La presentazione precede di qualche giorno l’avvio della fase di concertazione istituzionale prevista dalla normativa regionale: il presidente della Provincia di Parma, Andrea Borri, ha infatti convocato per lunedì, 24 febbraio, alle 10 - presso la sede della Provincia - la prima seduta della Conferenza di pianificazione, istituto previsto dalla legge regionale 20/2000 per promuovere un confronto diretto con gli enti pubblici territoriali e le altre amministrazioni interessate dalle previsioni del piano (Regione Emilia Romagna, Province di Piacenza e Reggio Emilia, Comuni e Comunità Montane della provincia di Parma, Agenzia d’ambito per i servizi pubblici, Parchi e riserve naturali, ARPA e AUSL).

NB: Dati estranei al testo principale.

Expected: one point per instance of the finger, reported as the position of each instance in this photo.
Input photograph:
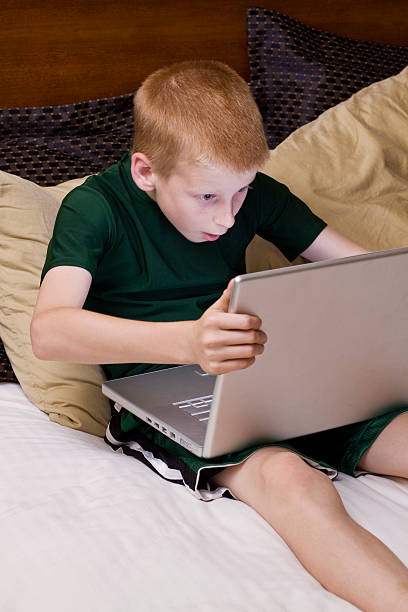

Il Documento preliminare del PPGR rappresenta un ulteriore passo verso la definizione di un nuovo quadro programmatorio per il settore rifiuti. Sviluppando i contenuti già inseriti nel PTCP (piano territoriale di coordinamento provinciale) e i contributi raccolti durante il percorso di Agenda 21, effettuato nei mesi scorsi, il Documento preliminare - approvato dalla Giunta Provinciale il 19 dicembre scorso - identifica gli obiettivi che si intendono perseguire con il nuovo piano e le relative scelte strategiche.
Lo sguardo è rivolto sia al comparto dei rifiuti urbani che a quello degli speciali (gli scarti generati dalle attività produttive e di servizio), pur con i diversi livelli di approfondimento previsti dalla normativa di settore. Per il comparto rifiuti urbani si prefigura così un sistema integrato di gestione, improntato prioritariamente al riutilizzo e al recupero di materiali e basato su un forte impulso alla raccolta differenziata (obiettivo a regime 56% a livello di ambito provinciale) e moderni impianti di trattamento/valorizzazione. Viene in pratica proposto un sistema, coerente che consenta effettivamente di attribuire funzione residuale alle discariche sia in termini quantitativi che qualitativi, essendo destinate prevalentemente al conferimento degli scarti derivanti dalle operazioni di trattamento dei rifiuti.
Per il comparto rifiuti speciali, invece, la cui gestione è affidata dalla normativa alla piena responsabilità dei produttori con limiti precisi all’attività di regolazione pubblica, sono proposte azioni che consentano di promuovere la massima diffusione delle tecnologie di recupero e riciclo.
“L’obiettivo è portare avanti azioni di governo costanti e coordinate – ha sottolineato il presidente della Provincia Andrea Borri – Per questo, abbiamo puntato su un sistema in cui tutto sia promosso attraverso il coinvolgimento di tutti i soggetti (istituzionali e della società civile) che possono e devono fare qualcosa sul tema”.
L’obiettivo per il 2012 è una raccolta differenziata pari al 56% a livello provinciale (oggi è di poco superiore al 20%), con una necessità di smaltimento inferiore ai 300 kg/pro capite all’anno (oggi è superiore ai 400 kg/abitante/anno).
“Si tratta di proposte ambiziose ma non velleitarie – ha proseguito l’assessore provinciale alla Tutela dell’Ambiente Ovidio Bussolati – dato che già oggi le migliori esperienze provinciali non sono lontane da questi obiettivi. Inoltre politiche ambientali moderne e condivise sono essenziali per collaborare su un piede di parità con altre realtà provinciali, stabilendo non solo sinergie economiche e finanziarie ma, soprattutto, condivisi obiettivi di qualità di vita”.